DisklessArchives

Not logged in - Log In / Register

We want to serve PPAs via a virtual file system rather than materialising them into a persistent cache on germanium.

See The LEP for the project constraints. The implementation approach presented here is (as usual) subject to evolution if surprises are encountered. A prototype of the highest risk components has been done (and thrown away for good measure).

Diskless Archives design and implementation

ppa.launchpad.net will become a horizontally scaling collection of HTTP/HTTPS/SFTP/FTP nodes. Each node will have a txpkgupload instance, a squid instance with Launchpad specific helpers that can serve both launchpadlibrarian.net and ppa/private-ppa.launchpad.net, cron tasks for PPA log file analysis. The Launchpad script servers will take care of PPA archive publishing, publishing all the data into the librarian. Upload processing may be centralised, or execute on each machine.

A new API daemon may be introduced, depending on the cheapest way to deliver two small internal API's the project will need. If introduced, it will run on the existing Launchpad appserver nodes, with haproxy frontending it.

this (blue/white boxes are new components).

Frontends

Squid will receive requests on HTTP or HTTPS and process them.

Squid will:

We will either need squid 3.1 with the EXT_TAG patch backported. This is available: lp:~lifeless/squid/3.1-ext-tag http://bazaar.launchpad.net/~lifeless/squid/3.1-ext-tag/revision/10456

Implementation

We need custom Squid addon helpers, and a small set of webservice API calls to Launchpad.

Squid will operate in reverse proxy ("accelerator") mode, using external_acl_type and url_rewrite_program helpers to provide decoupled authentication/authorization and path resolution.
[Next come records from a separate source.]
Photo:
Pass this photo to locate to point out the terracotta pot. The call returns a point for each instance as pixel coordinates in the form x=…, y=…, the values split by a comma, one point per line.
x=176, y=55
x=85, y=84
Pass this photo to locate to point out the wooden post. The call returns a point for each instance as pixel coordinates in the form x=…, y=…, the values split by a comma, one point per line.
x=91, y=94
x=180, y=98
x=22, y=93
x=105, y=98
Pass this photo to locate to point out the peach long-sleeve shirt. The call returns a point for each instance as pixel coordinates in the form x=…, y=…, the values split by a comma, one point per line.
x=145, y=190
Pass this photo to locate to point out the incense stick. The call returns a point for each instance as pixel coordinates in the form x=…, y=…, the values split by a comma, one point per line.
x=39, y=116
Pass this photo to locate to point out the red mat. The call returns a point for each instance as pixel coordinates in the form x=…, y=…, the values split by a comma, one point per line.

Initially, squid will run with no synchronisation between the instances: things will be cached on multiple nodes. If load testing or scaling gives reason to be concerned, we'll introduce some form of consistent hashing: either a non-caching squid, or haproxy as a front tier (on the same hardware) that routes to a single node (while its up) for a given URL, removing all duplication from the cache farm and providing more effective horizontal scaling, at the cost of routing requests within the cluster.

PPA requests

For private-ppa and ppa requests: all requests will go through a mapper to determine the PPA from the URL. This will be purely local, no DB access, and its results are cached on the URL of the request by squid.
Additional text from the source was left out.